Looking back now, they probably thought we were adorable. We were both twenty-two and newly in love. Dave had graduated from college and was very skinny then in his gray turtleneck sweater and jean jacket. I had dropped out of college and used my Legal Seafood waitressing money to buy my first pair of Doc Martens. We had only recently upgraded our multi-year friendship to what Australians would describe as full on. The trip to Ireland had been Dave’s idea. He had never traveled outside the U.S. and wanted to see his maternal family’s homeland. His mother would suddenly pass away soon after our return and of course we didn’t know that then, so that trip holds particular significance for both of us.

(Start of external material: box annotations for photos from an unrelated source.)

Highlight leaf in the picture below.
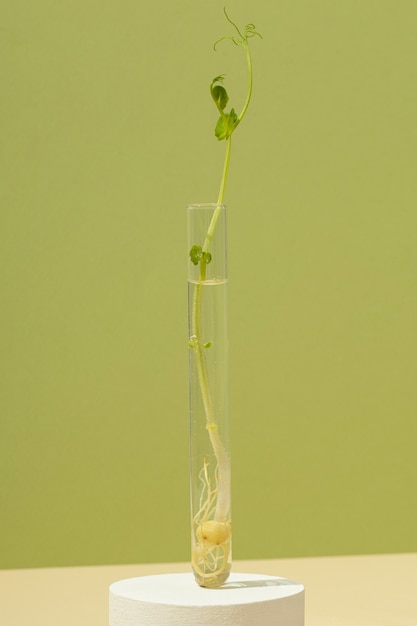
[211,85,229,111]
[210,76,229,113]
[190,245,204,265]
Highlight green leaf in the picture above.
[211,85,229,111]
[214,109,237,141]
[190,245,204,265]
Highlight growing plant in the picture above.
[189,10,260,587]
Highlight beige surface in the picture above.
[0,554,417,626]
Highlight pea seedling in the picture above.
[189,10,261,587]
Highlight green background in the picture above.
[0,0,417,568]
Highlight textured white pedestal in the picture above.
[109,574,304,626]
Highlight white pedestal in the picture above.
[109,573,304,626]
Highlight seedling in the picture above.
[189,10,260,587]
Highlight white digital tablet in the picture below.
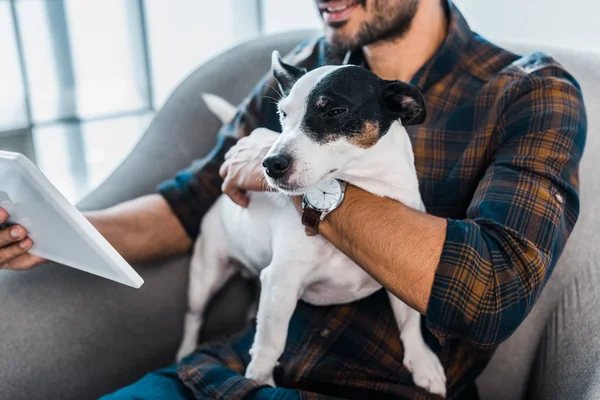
[0,151,144,288]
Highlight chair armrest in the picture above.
[527,257,600,400]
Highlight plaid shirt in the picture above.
[159,3,586,399]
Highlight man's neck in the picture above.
[363,0,448,82]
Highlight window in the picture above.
[0,0,319,202]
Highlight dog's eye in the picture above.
[325,108,347,117]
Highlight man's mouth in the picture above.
[319,0,360,24]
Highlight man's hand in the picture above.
[0,208,46,270]
[219,128,279,207]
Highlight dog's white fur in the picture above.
[177,60,446,395]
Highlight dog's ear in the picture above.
[382,80,426,126]
[271,50,306,96]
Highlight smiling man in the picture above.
[0,0,586,400]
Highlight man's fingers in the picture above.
[219,162,229,179]
[0,238,32,268]
[6,253,46,271]
[0,207,8,224]
[0,225,27,248]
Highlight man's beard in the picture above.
[330,0,419,51]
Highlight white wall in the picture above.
[454,0,600,51]
[263,0,600,51]
[262,0,323,34]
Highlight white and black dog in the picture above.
[178,52,446,395]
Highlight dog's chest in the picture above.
[218,193,381,305]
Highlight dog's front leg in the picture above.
[388,292,446,396]
[246,263,304,386]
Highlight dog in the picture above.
[177,52,446,396]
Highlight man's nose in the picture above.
[263,154,290,179]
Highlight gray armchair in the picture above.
[0,32,600,400]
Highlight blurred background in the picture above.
[0,0,600,202]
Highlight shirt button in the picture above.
[554,193,564,204]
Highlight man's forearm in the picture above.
[319,185,446,314]
[85,194,192,263]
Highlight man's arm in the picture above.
[85,194,192,263]
[319,185,446,314]
[312,71,586,347]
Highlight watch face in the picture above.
[304,179,343,211]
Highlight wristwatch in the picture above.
[302,179,347,236]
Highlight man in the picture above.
[0,0,586,399]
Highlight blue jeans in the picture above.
[100,365,194,400]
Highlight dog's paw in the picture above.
[403,348,446,397]
[246,361,275,387]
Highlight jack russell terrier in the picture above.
[177,52,446,396]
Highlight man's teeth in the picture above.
[327,5,350,12]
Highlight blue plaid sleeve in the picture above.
[158,38,325,239]
[427,67,587,348]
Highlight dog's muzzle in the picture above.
[263,154,290,179]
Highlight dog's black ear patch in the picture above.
[271,51,306,96]
[382,80,426,126]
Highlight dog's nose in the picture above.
[263,154,290,179]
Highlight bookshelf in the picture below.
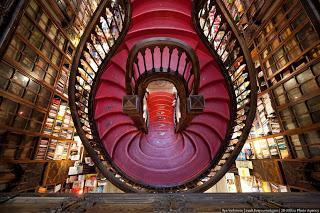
[230,0,320,158]
[0,0,80,163]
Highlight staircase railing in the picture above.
[123,37,204,132]
[69,0,133,191]
[69,0,256,192]
[189,0,257,191]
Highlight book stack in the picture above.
[47,139,58,160]
[43,98,61,135]
[59,107,74,139]
[35,138,49,160]
[53,102,67,137]
[56,69,68,96]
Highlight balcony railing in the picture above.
[123,37,204,132]
[190,0,257,191]
[69,0,256,192]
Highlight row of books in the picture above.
[56,69,68,97]
[43,97,74,139]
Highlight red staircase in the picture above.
[94,0,230,186]
[69,0,256,192]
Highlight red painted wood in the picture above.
[94,0,230,185]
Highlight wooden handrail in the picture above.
[123,37,204,133]
[125,37,200,95]
[69,0,257,192]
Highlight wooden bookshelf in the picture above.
[235,0,320,158]
[0,0,75,161]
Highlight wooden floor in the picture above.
[0,193,320,213]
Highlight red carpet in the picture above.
[94,0,230,186]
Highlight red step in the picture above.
[94,0,230,186]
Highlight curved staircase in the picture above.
[69,0,256,192]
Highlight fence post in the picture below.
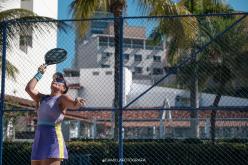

Galina and Christophe were in their mid-thirties and their art-filled Hampstead apartment had a red crushed velvet couch and a vintage record player. Galina allowed her husband to smoke inside but only next to an open window. With Christophe perched on the windowsill and his wife reclined on the sofa sipping an aperitif, we spoke of philosophy and travel. Dave and I occasionally exchanged looks conveying we are most certainly in the company of grown-ups.
We never saw Galina and Christophe again, but I thought of them last night as I said goodnight to our houseguest and crawled into bed. I thought about all the different kinds of relationships we have with all kinds of people, and how we’re all floating through space, occasionally bumping into each other. Some people are like satellites to us, and others are shooting stars.